8. 50 Bowery
Photos courtesy Chrysalis Archaeological Consultants
Depending on the decade, or century, pedestrians walking by 50 Bowery in Chinatown may have passed a tavern, a beer garden, a theatre, a Popeye’s or a Duane Reade. The address originally belonged to the Bull’s Head Tavern, a popular watering hole for merchants, butchers and cattle brokers in the mid-1700s. The Bull’s Head Tavern became infamous when George Washington led troops there to celebrate the withdrawal of English colonials from New York in 1783. After many reincarnations 50 Bowery is now a 22-story hotel built by the Chu family, a prominent real-estate force with roots in Chinatown that date back to 1949 when Joseph Chu settled in the area. Since 50 Bowery sits on a spectacular fossil record of Chinatown, construction at the site was controversial, but the Chu family are fascinated with the history of Chinatown and are longtime supporters of The Museum of Chinese in America, MOCA. Alex Chu told Voices of New York, “We want to give back to the neighborhood. And 50 Bowery is a platform for us to do so.”
Before the construction of Hotel 50 Bowery took place, an excavation of the site was conducted and archaeological documentation done by Chrysalis Archaeological Consultants uncovered a plethora of historical artifacts. Many glass bottles that used to hold a myriad of substances were found at the site including bottles from a German mineral water company, Brooklyn-based North American Brewing Company and a kefir-like milk drink called Zoolak. The team also dug up plates and colorful tiles from the historic Atlantic Garden beer garden. The Chrysalis team were inspired by their finds to concoct their own bitters based on historic recipes. In addition to the treasures found in the ground, there was an 1826 time capsule sealed on-site during the construction of the theater but was never found.
At the behest of MOCA, the Chus put together a time capsule that was placed at the foundation of their hotel. The capsule contains some items from the excavation such as an empty bottle of Dr.

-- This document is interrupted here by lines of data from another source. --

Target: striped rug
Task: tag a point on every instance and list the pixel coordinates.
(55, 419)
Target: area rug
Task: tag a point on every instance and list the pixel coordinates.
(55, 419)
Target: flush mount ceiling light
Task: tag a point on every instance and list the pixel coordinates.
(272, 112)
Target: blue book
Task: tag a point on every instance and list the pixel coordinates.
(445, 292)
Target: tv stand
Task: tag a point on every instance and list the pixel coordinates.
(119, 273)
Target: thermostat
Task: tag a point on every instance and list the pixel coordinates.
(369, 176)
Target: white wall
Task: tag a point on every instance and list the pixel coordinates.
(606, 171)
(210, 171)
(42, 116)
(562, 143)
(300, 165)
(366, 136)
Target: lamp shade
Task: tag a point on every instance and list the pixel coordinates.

J. Hostetter’s bitters and contemporary pieces of life in Chinatown such as copies of Sing Tao Daily, The New York Times and Time magazine, menus of Chinese restaurants, and some Golden Venture and 9/11-related collections from MOCA.
MOCA will permanently occupy a 1,500-square-foot exhibition space on the second floor of the hotel where visitors can view items from the excavation of 50 Bowery for free. The aptly named “Heart of Chinatown” exhibit connects visitors to the culture and the history of the surrounding community.